Q4 2014-15 Scottish insolvency statistics – R3 comments
Commenting on the Scottish Insolvency Statistics Q4 2014-15, Tim Cooper, Chairman of R3 in Scotland, the insolvency trade body says:
“The latest results are a continuation of the steady and prolonged decline in the number of personal insolvencies that we’ve seen over the last number of years.
“Falling oil prices and food costs, driven down by supermarket wars, should mean personal finances are improving. In this period of ‘non-flation’, and with wages reportedly on the increase, there is an opportunity for individuals to bring their debt under control.
“Indeed with personal insolvencies numbers at their lowest in ten years it appears many have been using these circumstances to do just that.”
“We are continuing to see a drop in the number of corporate insolvencies.

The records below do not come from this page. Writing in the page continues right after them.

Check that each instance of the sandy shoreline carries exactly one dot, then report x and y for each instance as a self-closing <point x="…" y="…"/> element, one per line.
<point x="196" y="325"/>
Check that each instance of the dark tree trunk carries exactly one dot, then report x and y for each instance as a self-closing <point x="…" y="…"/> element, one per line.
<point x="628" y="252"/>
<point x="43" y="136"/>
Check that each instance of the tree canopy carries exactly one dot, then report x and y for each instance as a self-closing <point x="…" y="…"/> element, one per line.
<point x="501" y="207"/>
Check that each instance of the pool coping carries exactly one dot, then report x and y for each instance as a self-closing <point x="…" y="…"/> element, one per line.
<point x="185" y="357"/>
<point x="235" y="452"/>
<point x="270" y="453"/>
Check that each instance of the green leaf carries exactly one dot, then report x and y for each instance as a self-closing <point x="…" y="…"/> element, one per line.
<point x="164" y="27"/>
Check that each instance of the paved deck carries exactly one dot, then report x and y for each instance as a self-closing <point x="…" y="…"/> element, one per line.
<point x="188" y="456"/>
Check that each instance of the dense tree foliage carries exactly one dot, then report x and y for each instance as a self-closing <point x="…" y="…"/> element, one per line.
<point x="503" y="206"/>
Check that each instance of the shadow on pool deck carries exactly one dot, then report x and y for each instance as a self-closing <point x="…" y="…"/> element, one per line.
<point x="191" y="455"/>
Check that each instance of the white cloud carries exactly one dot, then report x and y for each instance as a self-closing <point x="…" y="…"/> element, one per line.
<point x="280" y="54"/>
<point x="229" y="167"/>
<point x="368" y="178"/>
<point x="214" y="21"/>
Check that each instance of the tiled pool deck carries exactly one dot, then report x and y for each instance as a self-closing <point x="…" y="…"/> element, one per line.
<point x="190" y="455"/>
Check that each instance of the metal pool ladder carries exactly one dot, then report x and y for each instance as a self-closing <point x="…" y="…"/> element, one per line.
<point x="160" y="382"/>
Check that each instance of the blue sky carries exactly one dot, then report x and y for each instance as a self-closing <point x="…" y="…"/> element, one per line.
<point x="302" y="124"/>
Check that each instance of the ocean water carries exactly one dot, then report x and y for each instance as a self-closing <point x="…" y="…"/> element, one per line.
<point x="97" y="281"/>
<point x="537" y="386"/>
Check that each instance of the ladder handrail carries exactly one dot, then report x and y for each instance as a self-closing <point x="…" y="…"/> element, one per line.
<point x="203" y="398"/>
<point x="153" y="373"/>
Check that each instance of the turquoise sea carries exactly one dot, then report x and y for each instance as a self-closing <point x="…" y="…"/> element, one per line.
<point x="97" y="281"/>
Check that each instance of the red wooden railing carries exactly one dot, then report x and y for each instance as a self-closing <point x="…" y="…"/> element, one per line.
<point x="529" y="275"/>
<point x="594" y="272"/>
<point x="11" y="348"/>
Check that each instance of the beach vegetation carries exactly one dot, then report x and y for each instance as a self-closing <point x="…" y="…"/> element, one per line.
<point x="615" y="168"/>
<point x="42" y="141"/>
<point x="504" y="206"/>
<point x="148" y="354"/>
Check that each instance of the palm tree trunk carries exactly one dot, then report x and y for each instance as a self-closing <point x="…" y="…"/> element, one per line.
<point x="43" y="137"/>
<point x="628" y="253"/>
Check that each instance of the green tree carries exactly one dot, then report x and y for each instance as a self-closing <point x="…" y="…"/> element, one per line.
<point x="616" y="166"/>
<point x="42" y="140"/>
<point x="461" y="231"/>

In this period of low inflation and low interest rates, businesses can keep costs down and use the opportunity to take stock of their finances.
“While it is encouraging to see the numbers falling, the figures don’t tell the whole story. There are many businesses in distress who may not be taking the traditional insolvency route. In this market and economy, non-insolvency debt relief schemes and restructuring are becoming the norm, and formal insolvency procedures are much more the exception.
“There are also potentially thousands of ‘zombie’ businesses left over from the last recession that could still struggle when record low interest rates eventually rise.”